ABD Merkez Bankası (Fed) teşvikleri bu yıl yavaşlatıp, 2014'te sonlandıracağını açıklamasının ardından uzmanlar, ucuz para döneminin bitmesinin gelişmekte olan piyasalar üzerindeki olası etkileri konusunda tahminlerde bulunuyor. Fed Başkanı Ben Bernanke'nin çıkış sinyali vermesinden bu yana likiditenin sona ereceği endişesiyle gelişen piyasalardan para kaçışı başladı ve analistlere göre bu trend devam edecek. Dünya genelindeki hemen hemen bütün önemli finans kuruluşlarının üye olduğu ve saygın bir kuruluş olarak kabul edilen Uluslararası Finans Enstitüsü'nün (IIF) hazırladığı rapor, para çıkışının hızlanarak devam edeceğini gösteriyor.
IIF, gelişmekte olan ülkelere yatırım ve nakit akışının bu yıl yavaşlayacağı ve 2014'te hız kesmeye devam edeceği öngörüsüne bulundu. Aralarında Türkiye'nin de olduğu ülkelere özel sektör sermaye akışlarının bu yıl 1 trilyon 145 milyar dolara ineceğini bildiren IIF, gelecek yıl bu rakamın 1.12 trilyon dolara gerileyeceğini tahmin etti. 2012'de özel sermaye akışı 1 trilyon 212 milyar dolar olmuştu. Gelişmekte olan ülkelerden bu yıl diğer piyasalara gidecek özel sermaye akışının büyüklüğü ise 1 trilyon dolar olarak tahmin ediliyor. Bu, 2000 yılından bu yana 10 kat artış anlamına geliyor. İşte rapordan satırbaşları:

1 - Kredi akışı 369 milyar dolara gerileyecek

Gelişmekte olan piyasalara yönelik banka kredilerinin düşmesi tahvil ve bonolardaki portföy yatırımlarının artmasına yol açmıştı. Ancak Fed'in parasal genişlemeyi durduracağına dair mesajıyla bu yöntem de kuma saplandı. Bu yüzden 2013-2014 döneminde IIF, banka dışı aktörlerden (özellikle tahvil bono yatırımcıları) net kredi akışlarında düşüş bekliyor. Geçen yıl bu akışın miktarı 390 milyar dolardı. Akışın bu yıl 369 milyar dolara, 2014'te de 325 milyar dolara gerilemesi bekleniyor. Bu gerilemenin banka kredileri ve hükümet yardımları gibi resmi akışlardaki ılımlı artışla telafi edilmesi bekleniyor.

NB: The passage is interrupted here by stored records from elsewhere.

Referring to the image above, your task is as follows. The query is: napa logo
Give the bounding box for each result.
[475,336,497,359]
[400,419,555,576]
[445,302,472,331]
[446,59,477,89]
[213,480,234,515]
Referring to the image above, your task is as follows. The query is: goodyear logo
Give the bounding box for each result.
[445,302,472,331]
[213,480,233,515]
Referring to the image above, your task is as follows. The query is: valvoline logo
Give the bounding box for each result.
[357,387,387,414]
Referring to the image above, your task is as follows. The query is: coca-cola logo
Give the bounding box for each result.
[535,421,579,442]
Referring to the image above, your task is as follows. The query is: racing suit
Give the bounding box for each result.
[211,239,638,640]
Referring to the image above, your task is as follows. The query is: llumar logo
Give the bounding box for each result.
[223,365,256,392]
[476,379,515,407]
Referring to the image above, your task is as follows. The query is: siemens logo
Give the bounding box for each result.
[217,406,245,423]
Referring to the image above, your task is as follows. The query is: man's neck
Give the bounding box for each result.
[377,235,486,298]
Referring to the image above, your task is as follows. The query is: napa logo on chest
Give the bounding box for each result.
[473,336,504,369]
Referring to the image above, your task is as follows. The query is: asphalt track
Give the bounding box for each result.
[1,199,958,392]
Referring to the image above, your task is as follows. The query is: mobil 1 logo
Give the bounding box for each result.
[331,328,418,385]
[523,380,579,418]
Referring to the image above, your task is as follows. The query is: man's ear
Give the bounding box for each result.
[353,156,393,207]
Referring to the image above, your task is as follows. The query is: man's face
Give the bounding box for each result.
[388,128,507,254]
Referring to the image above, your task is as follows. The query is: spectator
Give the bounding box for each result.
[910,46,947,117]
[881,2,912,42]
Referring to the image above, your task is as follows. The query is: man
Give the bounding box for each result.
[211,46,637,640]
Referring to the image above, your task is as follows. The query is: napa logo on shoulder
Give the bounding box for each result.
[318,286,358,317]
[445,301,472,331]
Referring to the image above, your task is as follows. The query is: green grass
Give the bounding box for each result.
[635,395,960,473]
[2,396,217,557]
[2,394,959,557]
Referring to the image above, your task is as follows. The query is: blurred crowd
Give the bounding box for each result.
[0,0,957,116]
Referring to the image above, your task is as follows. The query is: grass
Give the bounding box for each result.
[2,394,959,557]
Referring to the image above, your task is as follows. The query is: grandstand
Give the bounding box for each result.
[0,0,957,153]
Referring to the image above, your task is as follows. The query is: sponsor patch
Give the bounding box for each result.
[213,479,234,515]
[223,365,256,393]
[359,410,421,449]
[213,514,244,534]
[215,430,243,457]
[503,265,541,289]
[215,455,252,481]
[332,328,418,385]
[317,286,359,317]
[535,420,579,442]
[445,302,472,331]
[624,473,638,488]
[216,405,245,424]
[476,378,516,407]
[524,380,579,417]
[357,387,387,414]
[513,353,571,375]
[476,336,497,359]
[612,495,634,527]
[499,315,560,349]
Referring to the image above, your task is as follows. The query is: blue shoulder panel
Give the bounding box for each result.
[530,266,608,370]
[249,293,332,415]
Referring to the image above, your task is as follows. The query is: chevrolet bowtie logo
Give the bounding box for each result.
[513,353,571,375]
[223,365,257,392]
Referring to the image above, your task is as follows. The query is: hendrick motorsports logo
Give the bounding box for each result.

2 - Çıkış yeniden fiyatlanırsa kötü

IIF'ye göre esas risk gelişmekte olan piyasalara yönelik net sermaye akışlarının genel olarak düşüşü değil, fakat bunun tek tek ülkelere olan etkisi olarak niteleniyor. IIF raporda, "Tahminlerimizde en önemli aşağı yönlü risk piyasaların Fed çıkış beklentilerini ansızın yeniden değerlendirmeleri halinde vadesi gelmiş tahvil faizlerinin daha da keskin bir şekilde yeniden fiyatlandırılmasıdır" denildi. Bu senaryoya göre Avrupa'daki gelişmekte olan piyasalar arasında bulunan Türkiye ve Macaristan gibi ülkeler hassas olarak değerlendiriliyor.

3 - Cari açık dikkatli izlenmeli

Rapora göre küresel dış kaynaklı sermaye sağlama arzının zayıflığı kolayca tek tek ülkeleri tehlikelere açık hale getirebilir. Büyük ölçekli finansman kaynağı ihtiyacında olan ülkeler özel olarak yabancı sermaye akışında düşüşlerle karşılaşabilir. Eğer dış finansman kaynakları kurursa borçlananlara (hem devletler hem de özel sektör oyuncuları) kendilerini likidite ve borç ödeme zorluklarıyla karşı karşıya bulabilirler. IIF'ye göre izlenmesi gereken önemli göstergeler arasında bir ülkenin belli bir zaman aralığında dış finansman ihtiyaçlarını gösteren cari açık da yer alıyor.

4 - Uluslararası yatırım pozisyonuna dikkat

Diğer kritik gösterge ise bir ülkenin net varlıkları ile yükümlülüklerini gösteren net uluslararası yatırım pozisyonu olarak ifade ediliyor. Bu iki ölçüye dair verileri değerlendiren IIF raporuna göre Türkiye, Romanya, Polonya ve Fas geniş finansman kaynağı ihtiyacıyla dikkat çekiyor. Bununla beraber rapor bir ülkenin risk durumunu dış borç, döviz rezervleri, büyüme projeksiyonları, ve kurumların kalitesi gibi diğer değişkenlerin de etkilediğine dikkat çekiliyor.

5 - Yüksek tahvil faizi piyasaları dalgalandırır

ABD'nin parasal genişlemeden çıkış sinyaliyle piyasa beklentilerinin değişmesinin tahvil faizlerini yukarı çekmesi rapora göre küresel finans sisteminde dalgalanmalara yol açabilir. IIF'in ana senaryosu Fed'in yavaş ve kontrollü bir çıkış gerçekleştireceğini öngörse de ABD tahvil faizlerinde hızlı bir yükseliş küresel risk kaçınma manevralarında daha fazla artışı tetikleyebilir. Böyle bir gelişme de kendi kendini besleyerek, yabancı sermayenin gelişmekte olan piyasalardan çekilme sürecini hızlandırabilir. IIF'ye göre ABD faiz oranlarının mevcut istinai düşük seviyesi potansiyel olarak faizin yükselmesinin nihai büyüklüğünün çok önemli olabileceğini ifade ediyor.

Macaristan ve Türkiye riskler konusunda hassas

Rapora göre risklerin hem bu yıl hem de gelecek yıl büyük çaplı dış borç geri ödemesi yapması ve finansman için ülke para birimi forint cinsinden yabancı tahvil alımına aşırı bağlı olmasından ötürü Macaristan'da daha yüksek olacağı belirtiliyor. Dikkate değer düzeydeki döviz rezervlerinin kısmi rahatlama sağlaması beklenirken, hem hükümetin hem de özel sektörün döviz cinsinden borca aşırı bağımlı olması finansman baskılarını artırıyor. Cari açığını finanse etmek için büyük ölçüde kısa vadeli yabancı sermaye girişlerine bağlı olan Türkiye de rapora göre önemli risklerle karşı karşıya. Portföy girişlerinin halihazırda tersine döndüğü ülkede lira üzerinde aşağı yönlü baskıların arttığına dikkat çekiliyor. Raporda Türkiye'de merkez bankasının döviz kuru oranı istikrarına artan ilgisi para birimi TL'nin aşırı değer kaybına dair kısa vadeli riskleri, döviz rezervlerinden önemli çekimler pahasına sınırlandıracağı savunuldu.